Impasse unlikely to mean Troubles return

Posted By: September 07, 2017

Newton Emerson. Irish News. Belfast. Thursday, September 7, 2017

Speaking to RTÉ radio, Gerry Adams has warned that young people will be “radicalized” by what he called “the DUP’s refusal to embrace their rights”

The Sinn Féin president was asked several times what he meant by “radicalized” but he declined to explain further.

The most ominous implication of his warning must be considered extremely unlikely. A new paramilitary movement fighting for same-sex marriage and bilingual public information leaflets sounds more like something from a Monty Python film than a serious prospect for our imminent future.

However, Adams’s words reveal the very high threshold of perceived failure in Northern Ireland, due to our recent past.

To be blunt, it takes violence to turn a drama here into a crisis.

Purely political failure barely exceeds our threshold for entertainment. We appear to have an almost limitless tolerance for it and in any case, the limit is never tested.

When Belgium or Spain have found themselves without a government for months on end, that was a genuine crisis. But Stormont is not a national Executive or Assembly, so its suspension does not create any truly alarming sense that nobody is in charge.

Whenever a point is reached where some lights might go off in the public sector, the Northern Ireland Office flicks a budgetary switch to keep them on.

This may be inching us towards direct rule but it is happening so incrementally that no blinding light-bulb moment may occur – it is direct rule by a dimmer switch, with an end-point unprecedented in its potential lack of aggravation.

All previous periods of direct rule have occurred either during the Troubles or due to some IRA-related threat to an incomplete peace process.

Of the interruptions to modern devolution, the first few were caused by unmet agreements on decommissioning, while the period of direct rule from 2002 to 2007 was dominated by arguments over IRA disbandment and republican recognition of policing, especially in the wake of the Northern Bank robbery and the Robert McCartney murder.

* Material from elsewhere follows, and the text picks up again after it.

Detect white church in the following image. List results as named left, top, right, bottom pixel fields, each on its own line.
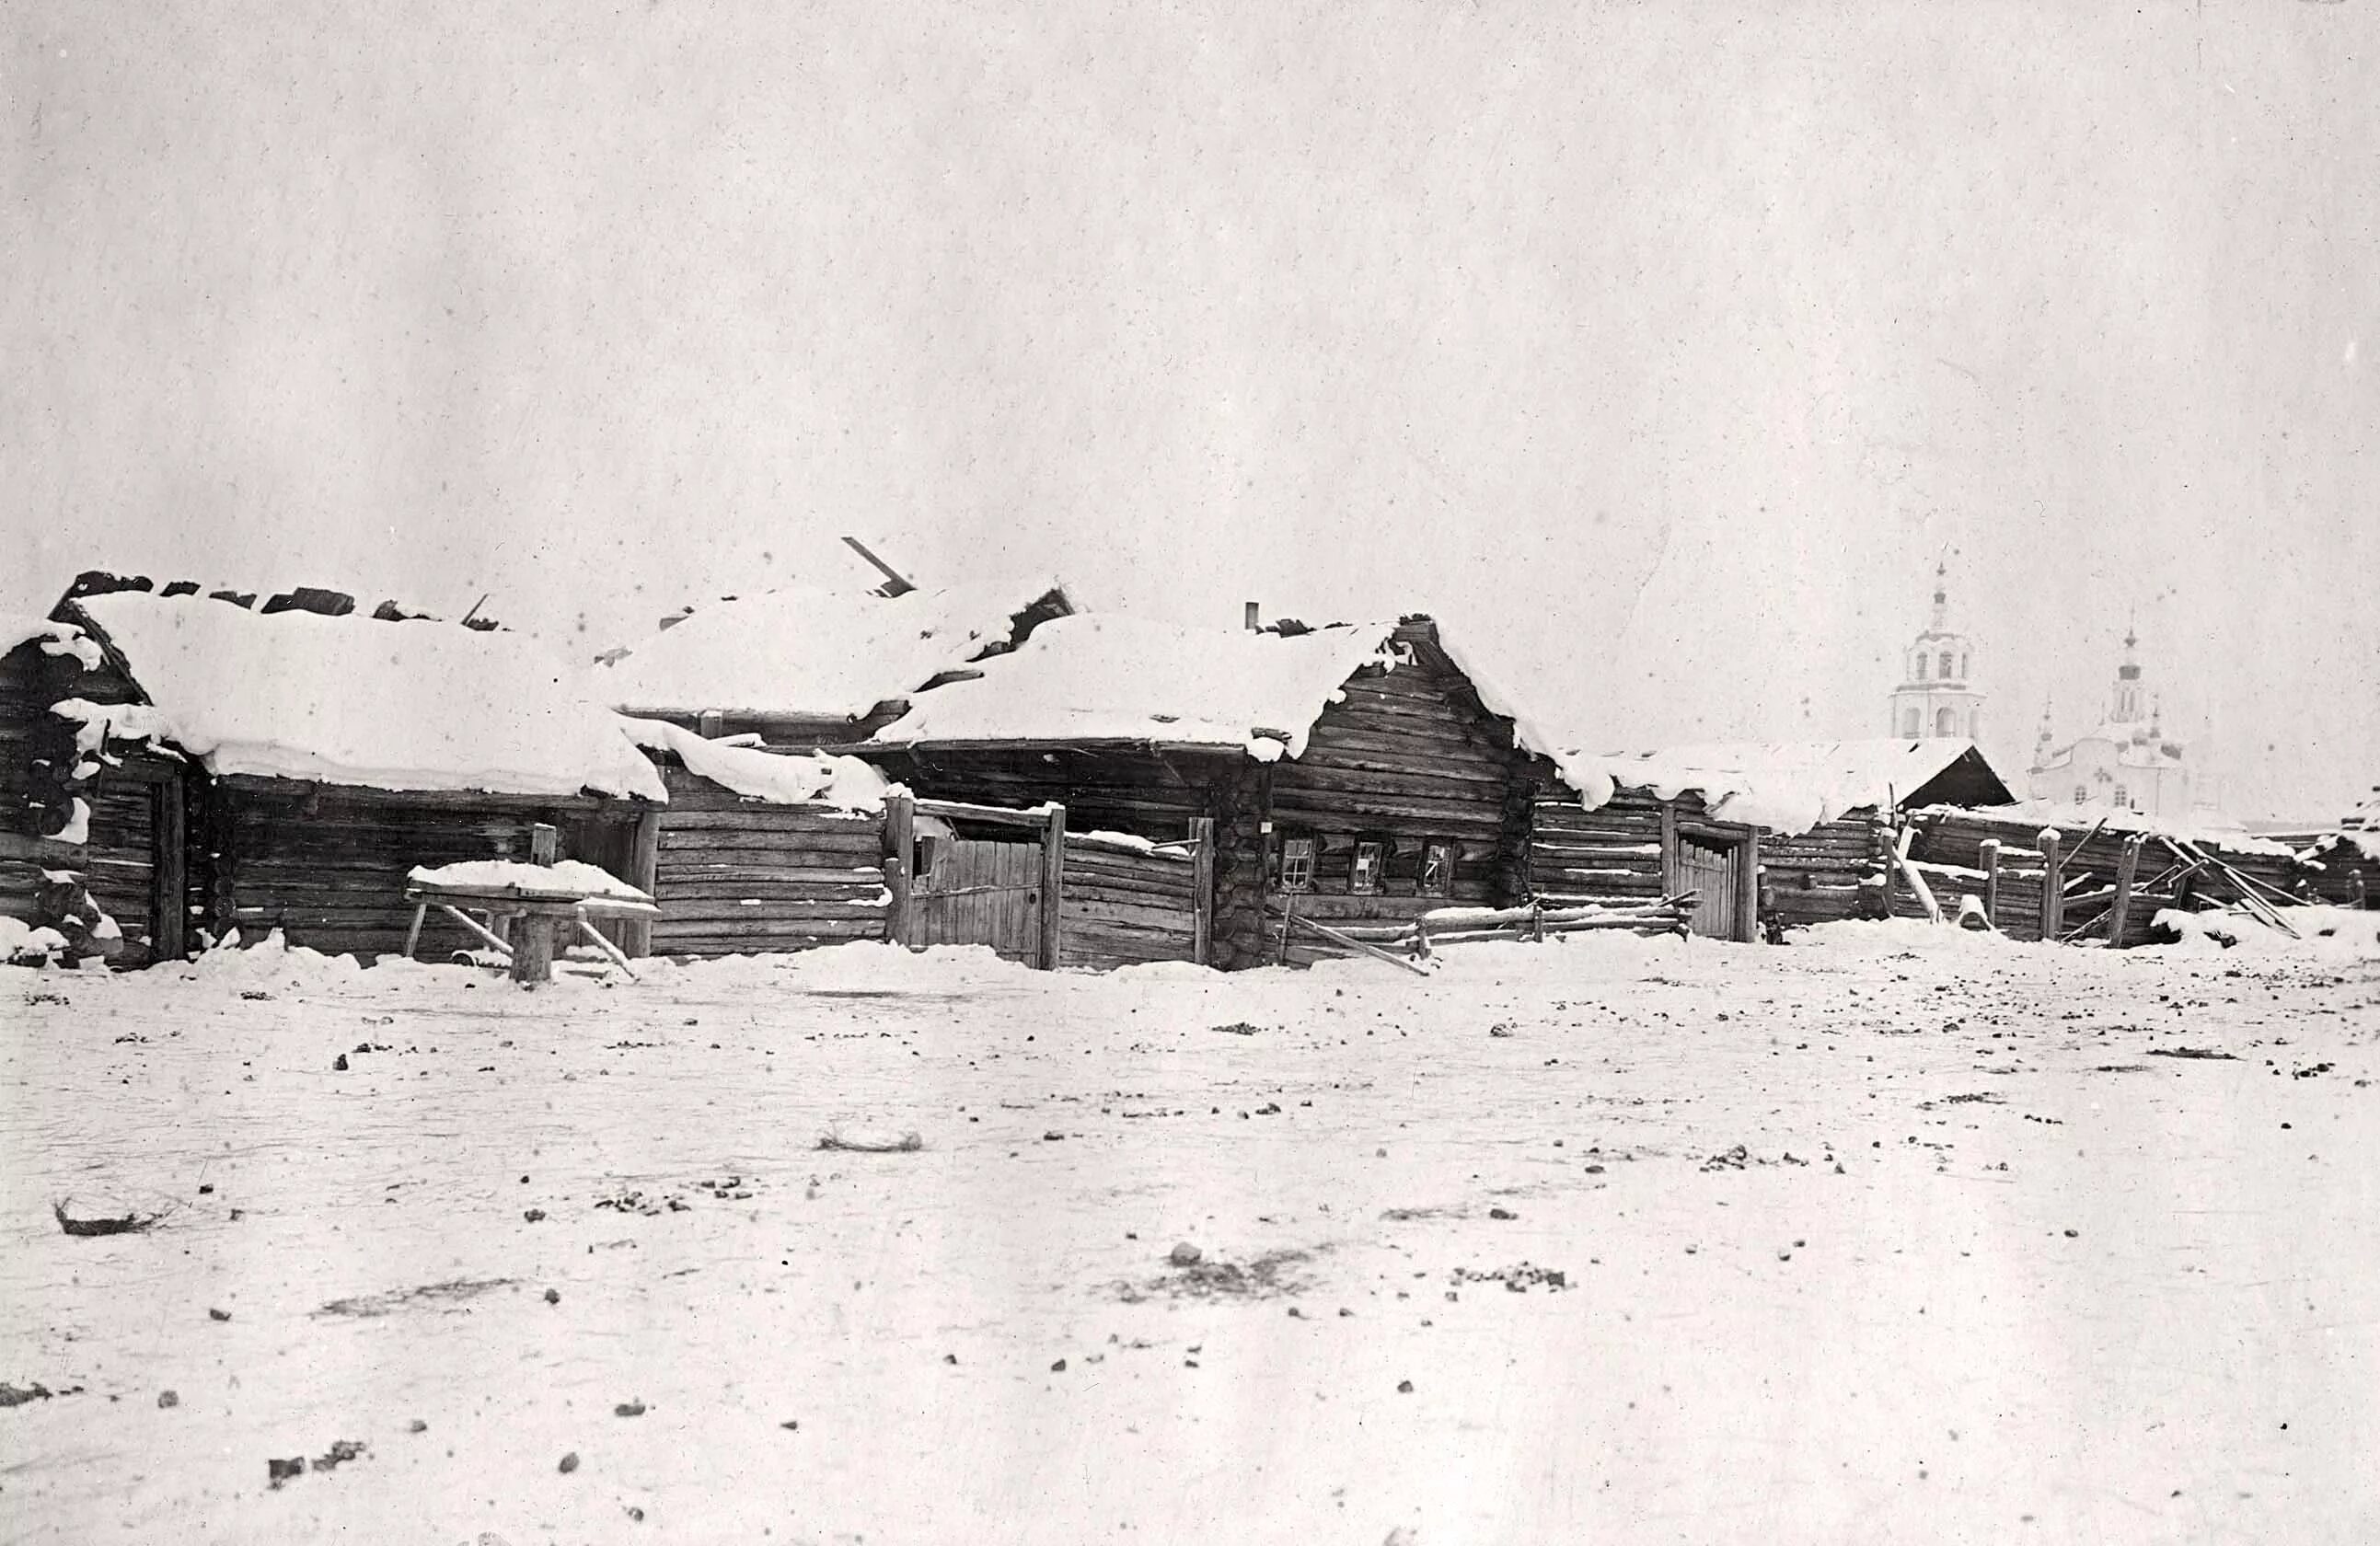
left=2024, top=625, right=2202, bottom=820
left=1887, top=565, right=1984, bottom=743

It is an effort now to recall the depth, detail and duration of those arguments but it is important to do so because they are what gave that final stretch of direct rule its whiff of cordite.

What would create a similar sense of crisis today, with decommissioning and disbandment officially classed as solved and Sinn Féin firmly signed up to support the PSNI? The Policing Board, incidentally, can and has functioned without Stormont – its elected members can take their seats regardless.

If we drift into direct rule over the coming months, it could be about as provocative as local government reform. The existence of the relatively powerful new super councils – another unprecedented factor during a period of direct rule – might help cushion the blow, by providing a venue and outlet for regional politics. Councils can even festoon their districts with Irish-language signs.

The type of violence required to upset this happy picture turns out to be remarkably specific. Not just any old violence will do. Loyalism seems free to run amok without any political ramifications. Likewise, dissident Republicans can kill and bomb without any destabilizing blame attaching to Sinn Féin.

The Provisional movement can also still kill, within the ghastly terms of ‘internal housekeeping’. It is only two years since two IRA-linked murders in Belfast, followed by an official report that found the army council still exists and influences Sinn Féin.

The DUP response to this was to play hokey-cokey for a couple of months then never mention it again, while the report’s research has since been quietly shredded.

If the army council really wanted to cause a crisis, it would have to plant a bomb in a town centre – the totemic act of Troubles violence. Nothing less would sufficiently shock the public and the political establishment, as the continued indulgence of so much other violence proves. Of course, there is not the slightest prospect of such a thing happening – and the implicit message of the peace process is that Sinn Féin accepts such violence never worked anyway. So all Republicans are creating at Stormont is a drama, or even less than that, as without Stormont the drama increasingly lacks a stage.

Because nobody under 20 remembers anything other than DUP-Sinn Féin rule, Adams may have a point about young people seeing things differently. For the moment, however, Northern Ireland retains the mixed legacy of its Troubles perspective – a terrible temptation to political complacency, plus an extraordinary resilience to the consequences.